Publication Date: 20260512
Application Date: 20260127

Claims (12)

1. A method of training a large language model, the method comprising: Based on a sample data request of a current training round, acquiring a target sample identifier corresponding to the sample data request from a sample identifier set of a plurality of sample data; determining a target physical position corresponding to the target sample identifier based on a preset corresponding relation, wherein the preset corresponding relation represents the corresponding relation between the sample identifiers of a plurality of sample data and the sample physical positions, and the sample physical positions are determined according to the text physical positions of the original training texts associated with the corresponding sample data in the storage equipment; And based on the target physical position, directly loading target sample data in the storage device into a training memory to be used for executing the training of the current training round on the target large language model.

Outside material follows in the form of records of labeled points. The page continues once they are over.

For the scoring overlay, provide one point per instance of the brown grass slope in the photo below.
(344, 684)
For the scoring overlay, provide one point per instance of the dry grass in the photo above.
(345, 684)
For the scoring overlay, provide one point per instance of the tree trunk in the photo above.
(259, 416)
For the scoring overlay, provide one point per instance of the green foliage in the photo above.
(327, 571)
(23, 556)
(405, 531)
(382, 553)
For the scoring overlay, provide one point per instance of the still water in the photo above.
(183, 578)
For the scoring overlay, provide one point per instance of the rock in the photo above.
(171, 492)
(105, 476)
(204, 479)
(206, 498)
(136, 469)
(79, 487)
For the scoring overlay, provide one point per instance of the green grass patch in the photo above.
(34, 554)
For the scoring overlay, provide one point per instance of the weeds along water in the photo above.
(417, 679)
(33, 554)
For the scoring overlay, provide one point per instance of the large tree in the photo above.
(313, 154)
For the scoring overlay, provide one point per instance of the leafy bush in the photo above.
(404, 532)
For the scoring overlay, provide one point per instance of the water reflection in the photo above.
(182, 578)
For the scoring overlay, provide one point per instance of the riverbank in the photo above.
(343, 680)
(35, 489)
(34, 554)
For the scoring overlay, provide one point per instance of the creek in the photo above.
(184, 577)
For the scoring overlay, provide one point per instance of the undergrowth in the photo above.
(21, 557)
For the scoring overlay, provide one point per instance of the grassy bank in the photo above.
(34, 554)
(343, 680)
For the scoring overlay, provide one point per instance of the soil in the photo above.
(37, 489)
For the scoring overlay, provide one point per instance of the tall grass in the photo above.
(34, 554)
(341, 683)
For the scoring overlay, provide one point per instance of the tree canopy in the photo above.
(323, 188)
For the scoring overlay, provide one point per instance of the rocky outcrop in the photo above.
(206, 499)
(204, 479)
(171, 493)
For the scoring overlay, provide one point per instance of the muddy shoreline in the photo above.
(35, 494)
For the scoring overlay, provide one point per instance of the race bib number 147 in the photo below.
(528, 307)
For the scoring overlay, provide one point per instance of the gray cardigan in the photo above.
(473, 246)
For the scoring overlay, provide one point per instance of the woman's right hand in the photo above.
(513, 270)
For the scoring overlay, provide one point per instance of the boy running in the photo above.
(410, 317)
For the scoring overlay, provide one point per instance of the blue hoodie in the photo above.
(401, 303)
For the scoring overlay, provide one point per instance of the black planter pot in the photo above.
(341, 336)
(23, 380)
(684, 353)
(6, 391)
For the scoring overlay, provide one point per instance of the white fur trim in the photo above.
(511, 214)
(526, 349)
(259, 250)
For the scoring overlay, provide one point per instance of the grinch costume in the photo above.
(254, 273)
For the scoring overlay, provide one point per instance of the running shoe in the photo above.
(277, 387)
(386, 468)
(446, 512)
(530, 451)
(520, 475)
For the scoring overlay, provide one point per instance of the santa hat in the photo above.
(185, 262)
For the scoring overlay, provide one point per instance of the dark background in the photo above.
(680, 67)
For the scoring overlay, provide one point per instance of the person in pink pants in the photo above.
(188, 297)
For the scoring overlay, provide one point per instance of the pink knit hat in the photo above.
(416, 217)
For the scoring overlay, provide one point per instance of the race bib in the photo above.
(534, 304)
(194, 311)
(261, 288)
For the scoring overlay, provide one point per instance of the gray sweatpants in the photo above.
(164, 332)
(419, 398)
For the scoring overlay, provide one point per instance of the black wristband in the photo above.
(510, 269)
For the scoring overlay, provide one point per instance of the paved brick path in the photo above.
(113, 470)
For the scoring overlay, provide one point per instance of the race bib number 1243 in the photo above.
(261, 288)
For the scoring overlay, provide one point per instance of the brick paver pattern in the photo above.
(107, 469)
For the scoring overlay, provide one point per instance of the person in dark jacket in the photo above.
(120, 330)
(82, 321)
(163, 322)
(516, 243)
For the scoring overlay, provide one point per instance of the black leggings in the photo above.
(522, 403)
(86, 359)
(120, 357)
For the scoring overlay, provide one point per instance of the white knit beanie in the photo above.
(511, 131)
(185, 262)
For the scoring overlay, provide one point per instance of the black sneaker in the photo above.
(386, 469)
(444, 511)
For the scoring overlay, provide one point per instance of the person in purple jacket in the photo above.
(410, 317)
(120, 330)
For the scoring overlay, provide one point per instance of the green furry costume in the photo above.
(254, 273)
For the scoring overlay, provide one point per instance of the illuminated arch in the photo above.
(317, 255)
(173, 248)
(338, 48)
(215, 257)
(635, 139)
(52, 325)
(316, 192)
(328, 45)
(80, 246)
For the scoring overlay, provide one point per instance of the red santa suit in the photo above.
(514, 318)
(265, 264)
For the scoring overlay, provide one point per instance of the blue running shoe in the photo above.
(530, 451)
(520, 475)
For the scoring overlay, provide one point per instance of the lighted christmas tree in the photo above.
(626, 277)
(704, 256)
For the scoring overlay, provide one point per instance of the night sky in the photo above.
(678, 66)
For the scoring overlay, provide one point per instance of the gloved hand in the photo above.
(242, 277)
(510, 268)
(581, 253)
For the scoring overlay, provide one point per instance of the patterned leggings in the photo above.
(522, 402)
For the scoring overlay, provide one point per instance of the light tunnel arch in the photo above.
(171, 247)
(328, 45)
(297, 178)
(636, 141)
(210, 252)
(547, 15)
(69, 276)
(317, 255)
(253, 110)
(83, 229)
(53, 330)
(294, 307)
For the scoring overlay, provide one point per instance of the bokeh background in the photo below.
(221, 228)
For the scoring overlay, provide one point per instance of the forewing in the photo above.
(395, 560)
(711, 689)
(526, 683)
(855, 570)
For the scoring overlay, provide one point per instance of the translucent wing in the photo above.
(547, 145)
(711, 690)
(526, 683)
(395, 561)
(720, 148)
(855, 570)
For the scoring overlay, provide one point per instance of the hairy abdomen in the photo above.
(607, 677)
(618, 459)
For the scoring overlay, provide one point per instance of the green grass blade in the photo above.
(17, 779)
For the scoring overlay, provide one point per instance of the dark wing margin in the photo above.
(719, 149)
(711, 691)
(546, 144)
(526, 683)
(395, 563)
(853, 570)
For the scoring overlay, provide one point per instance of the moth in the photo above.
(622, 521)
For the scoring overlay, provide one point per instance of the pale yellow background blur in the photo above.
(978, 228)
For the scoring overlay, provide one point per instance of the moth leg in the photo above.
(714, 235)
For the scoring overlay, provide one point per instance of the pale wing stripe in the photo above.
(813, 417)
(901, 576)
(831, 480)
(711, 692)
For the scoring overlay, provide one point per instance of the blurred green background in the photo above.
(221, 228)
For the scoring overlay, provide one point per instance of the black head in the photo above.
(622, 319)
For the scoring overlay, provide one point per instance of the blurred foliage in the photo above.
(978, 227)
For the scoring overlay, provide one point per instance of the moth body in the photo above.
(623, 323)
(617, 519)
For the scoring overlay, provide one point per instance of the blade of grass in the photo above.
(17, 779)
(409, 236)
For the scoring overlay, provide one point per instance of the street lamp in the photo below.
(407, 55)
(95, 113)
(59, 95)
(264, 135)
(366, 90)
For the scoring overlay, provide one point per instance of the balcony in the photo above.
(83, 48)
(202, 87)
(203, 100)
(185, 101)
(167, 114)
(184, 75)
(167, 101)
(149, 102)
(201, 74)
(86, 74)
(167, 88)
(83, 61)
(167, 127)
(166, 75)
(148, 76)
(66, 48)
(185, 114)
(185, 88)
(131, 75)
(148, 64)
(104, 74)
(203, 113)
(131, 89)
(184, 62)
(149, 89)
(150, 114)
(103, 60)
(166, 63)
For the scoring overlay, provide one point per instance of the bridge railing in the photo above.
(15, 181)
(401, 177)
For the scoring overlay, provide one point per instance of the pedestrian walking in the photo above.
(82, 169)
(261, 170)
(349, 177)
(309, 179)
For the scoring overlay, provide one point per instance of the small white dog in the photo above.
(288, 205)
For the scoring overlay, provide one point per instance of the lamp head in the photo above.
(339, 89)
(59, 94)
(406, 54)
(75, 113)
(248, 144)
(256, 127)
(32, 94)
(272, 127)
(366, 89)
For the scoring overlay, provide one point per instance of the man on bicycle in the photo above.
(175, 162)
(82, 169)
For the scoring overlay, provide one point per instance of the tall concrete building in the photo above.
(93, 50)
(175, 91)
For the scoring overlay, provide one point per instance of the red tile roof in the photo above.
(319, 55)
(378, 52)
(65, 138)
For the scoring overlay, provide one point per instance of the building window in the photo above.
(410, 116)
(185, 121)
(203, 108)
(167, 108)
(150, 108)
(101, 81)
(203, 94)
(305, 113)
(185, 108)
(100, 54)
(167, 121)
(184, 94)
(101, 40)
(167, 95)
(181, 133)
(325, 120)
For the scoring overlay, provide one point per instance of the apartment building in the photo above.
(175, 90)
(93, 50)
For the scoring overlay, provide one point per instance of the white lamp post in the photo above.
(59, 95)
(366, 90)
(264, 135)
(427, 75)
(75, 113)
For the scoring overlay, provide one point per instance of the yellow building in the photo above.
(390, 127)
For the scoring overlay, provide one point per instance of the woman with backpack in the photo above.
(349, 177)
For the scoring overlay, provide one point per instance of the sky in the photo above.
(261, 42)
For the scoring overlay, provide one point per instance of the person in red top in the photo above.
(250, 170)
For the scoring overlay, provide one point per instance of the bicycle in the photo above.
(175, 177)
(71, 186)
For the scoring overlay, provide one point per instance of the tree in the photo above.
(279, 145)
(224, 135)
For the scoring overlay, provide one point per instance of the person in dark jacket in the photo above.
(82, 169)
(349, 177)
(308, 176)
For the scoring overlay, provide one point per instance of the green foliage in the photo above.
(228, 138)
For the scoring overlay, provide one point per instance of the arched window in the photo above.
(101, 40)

2. The method of claim 1, wherein the predetermined correspondence includes a first correspondence and a second correspondence, and wherein before the obtaining, from a sample identifier set of a plurality of sample data, a target sample identifier corresponding to the sample data request based on a sample data request of a current training round, further includes: Dividing the original training text based on the text length of the original training text and a preset target sample length to obtain a plurality of sample data and relative position information of the plurality of sample data, wherein the relative position information is used for representing the positions of the corresponding sample data in the associated original training text; Combining the relative position information of the plurality of sample data and a preset sample identifier to construct the first corresponding relation; and constructing the second corresponding relation by combining the relative position information, the text physical position of the original training text and the sample physical position.
3. The method of claim 2, wherein determining the target physical location corresponding to the target sample identity based on the preset correspondence comprises: Determining target relative position information corresponding to the target sample identifier based on the first corresponding relation, wherein the target relative position information is used for representing the position of corresponding target sample data in an associated original training text; And determining the text physical position of the original training text and the corresponding target physical position of the target sample data, which are associated with the target relative position information of the target sample data and the target sample data, based on the second corresponding relation.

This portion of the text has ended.